Poco más se conoce sobre la biología de los wallabíes Onichogalea. Un cazador del siglo pasado, que capturaba especímenes para el naturalista e ilustrador australiano John Gould, observó que el wallaby de bridas era abundante en las espesuras de los Darling Downs. También capturó algunos ejemplares en las sierras más bajas, secas, pedregosas y cubiertas de árboles achaparrados de los estados de Queens-land, Victoria y Nueva Gales del Sur.

La UICN considera el wallaby de bridas en peligro de extinción y la CITES lo incluye en el Apéndice 1. Una especie próxima, el wallaby de lunares (Onichogalea lunata), está considerada extinguida por la UICN; en los años 30 era habitual en algunas zonas, pero no se tiene noticia de ninguna observación fiable desde principios de los años 60. La tercera especie del género, O. unguífera, está todavía difundida por el N de Australia y parece que continúa siendo numerosa en diversas localidades.

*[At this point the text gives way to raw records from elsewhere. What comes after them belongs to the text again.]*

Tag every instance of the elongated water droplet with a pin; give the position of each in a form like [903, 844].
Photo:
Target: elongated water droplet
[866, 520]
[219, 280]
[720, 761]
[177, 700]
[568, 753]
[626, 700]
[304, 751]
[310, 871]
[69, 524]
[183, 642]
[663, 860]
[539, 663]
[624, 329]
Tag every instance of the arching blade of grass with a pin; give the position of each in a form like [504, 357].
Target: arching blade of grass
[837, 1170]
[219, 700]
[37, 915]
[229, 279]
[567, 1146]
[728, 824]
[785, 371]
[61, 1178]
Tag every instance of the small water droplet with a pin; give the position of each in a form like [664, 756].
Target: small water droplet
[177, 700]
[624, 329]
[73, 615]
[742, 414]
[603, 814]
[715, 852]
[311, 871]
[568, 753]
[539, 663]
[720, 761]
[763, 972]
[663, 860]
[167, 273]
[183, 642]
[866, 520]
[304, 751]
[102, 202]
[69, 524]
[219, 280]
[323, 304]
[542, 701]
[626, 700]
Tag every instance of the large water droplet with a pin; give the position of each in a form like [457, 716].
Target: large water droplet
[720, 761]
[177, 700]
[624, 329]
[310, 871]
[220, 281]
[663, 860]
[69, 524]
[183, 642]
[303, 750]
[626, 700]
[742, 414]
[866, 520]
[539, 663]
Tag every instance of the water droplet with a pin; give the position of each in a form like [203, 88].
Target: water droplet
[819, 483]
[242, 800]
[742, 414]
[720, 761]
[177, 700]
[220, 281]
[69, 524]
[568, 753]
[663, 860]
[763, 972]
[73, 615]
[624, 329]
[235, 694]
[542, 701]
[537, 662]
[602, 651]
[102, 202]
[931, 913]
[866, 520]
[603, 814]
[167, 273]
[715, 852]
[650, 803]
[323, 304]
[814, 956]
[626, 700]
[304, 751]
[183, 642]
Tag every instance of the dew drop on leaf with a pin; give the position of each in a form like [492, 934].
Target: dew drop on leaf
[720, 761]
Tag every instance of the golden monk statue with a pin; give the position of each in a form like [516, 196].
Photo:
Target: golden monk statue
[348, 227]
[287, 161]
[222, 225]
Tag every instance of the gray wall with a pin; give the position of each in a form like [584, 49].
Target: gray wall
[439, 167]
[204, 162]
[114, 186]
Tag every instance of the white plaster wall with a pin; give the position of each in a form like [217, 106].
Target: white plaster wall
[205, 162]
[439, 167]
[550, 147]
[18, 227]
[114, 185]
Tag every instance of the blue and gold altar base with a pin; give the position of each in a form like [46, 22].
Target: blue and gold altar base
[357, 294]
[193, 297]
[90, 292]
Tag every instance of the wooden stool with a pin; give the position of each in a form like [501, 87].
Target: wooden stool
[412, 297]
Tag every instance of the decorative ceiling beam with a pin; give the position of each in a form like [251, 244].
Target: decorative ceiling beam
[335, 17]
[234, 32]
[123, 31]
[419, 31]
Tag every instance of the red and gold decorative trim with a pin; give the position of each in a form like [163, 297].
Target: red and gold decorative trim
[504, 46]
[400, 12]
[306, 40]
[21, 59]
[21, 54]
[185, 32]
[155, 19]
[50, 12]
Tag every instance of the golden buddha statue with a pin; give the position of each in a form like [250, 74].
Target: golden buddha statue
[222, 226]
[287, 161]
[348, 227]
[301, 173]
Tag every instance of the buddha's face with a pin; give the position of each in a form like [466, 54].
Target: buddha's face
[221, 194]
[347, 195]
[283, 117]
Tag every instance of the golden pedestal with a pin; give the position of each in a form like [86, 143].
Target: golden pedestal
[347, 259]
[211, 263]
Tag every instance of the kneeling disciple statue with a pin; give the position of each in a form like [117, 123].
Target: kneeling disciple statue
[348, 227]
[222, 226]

La disminución de los efectivos de las dos primeras especies se debe sobre todo a la alteración del habitat como consecuencia del pastoreo excesivo, pero no se debe olvidar la posible incidencia de la depredación practicada por los zorros y perros cimarrones. En 1971 un experto en marsupiales sugirió que la tala de los matorrales y demás espesuras que servían de refugio a los wallabíes aumentaba la inseguridad y vulnerabilidad de estos animales.

El wallaby de bridas era numeroso a mediados del siglo pasado en diversas zonas de Queensland y de Nueva Gales del Sur. Pero como entre 1937 y 1973 no se observó ningún ejemplar, se consideró extinguida la especie. Este último año se descubrió una pequeña población en una zona de unos 100 km2 en el centro del estado de Queensland. A finales de la década, el gobierno australiano adquirió la mitad de esta zona y poco después creó en ella una reserva para la especie.

Otro wallaby, mucho más próximo a los grandes canguros, tuvo peor suerte. Se trata del «toolache» o wallaby gris (Ma-cropus grey/), una hermosa especie que habitaba las llanuras de Australia del Sur, donde era muy apreciada por su piel y como pieza de caza deportiva. John Gould lo describía como el animal más veloz que había visto en su vida, pero su celeridad y destreza en la fuga no le salvaron de la extinción a la que estaba destinado.

En 1910 se podía observar, en grandes grupos, en las zonas tapizadas de abundante hierba, y en grupos más pequeños o en solitario en las zonas más áridas; pero la caza intensiva y la competición con el ganado ovino por el alimento hicieron declinar sus efectivos a un ritmo vertiginoso. En 1923 sólo sobrevivía un reducido grupo de catorce ejemplares en Konetta, un pequeño rancho de Australia del Sur.

Ese mismo año, el profesor Wood Jones, experto en marsupiales, puso en marcha un plan para salvar la población superviviente. Intentó trasladar una parte de la población a una reserva integral en la isla Kangaroo, pero tuvo que desistir; cuando, con su equipo de colaboradores, se disponía a capturar algunos ejemplares, los wallabies se espantaron tanto y corrieron con tal ímpetu, que acabaron muriendo de agotamiento. Un segundo intento, llevado a cabo meses más tarde, tuvo las mismas consecuencias funestas.

Casi todos los restantes wallabíes fueron muertos a tiros porque la campaña del profesor Wood Jones dio publicidad al rancho Konetta. Pero en 1937 el dueño del rancho rescató una hembra de toolache de las fauces de dos galgos y consiguió que viviera dos años más; probablemente fue el último representante de la especie en estado salvaje. En el zoológico de Adelaida, una pareja de toolaches sobrevivió dos o tres años más, pero no tuvo descendencia y la especie se extinguió para siempre.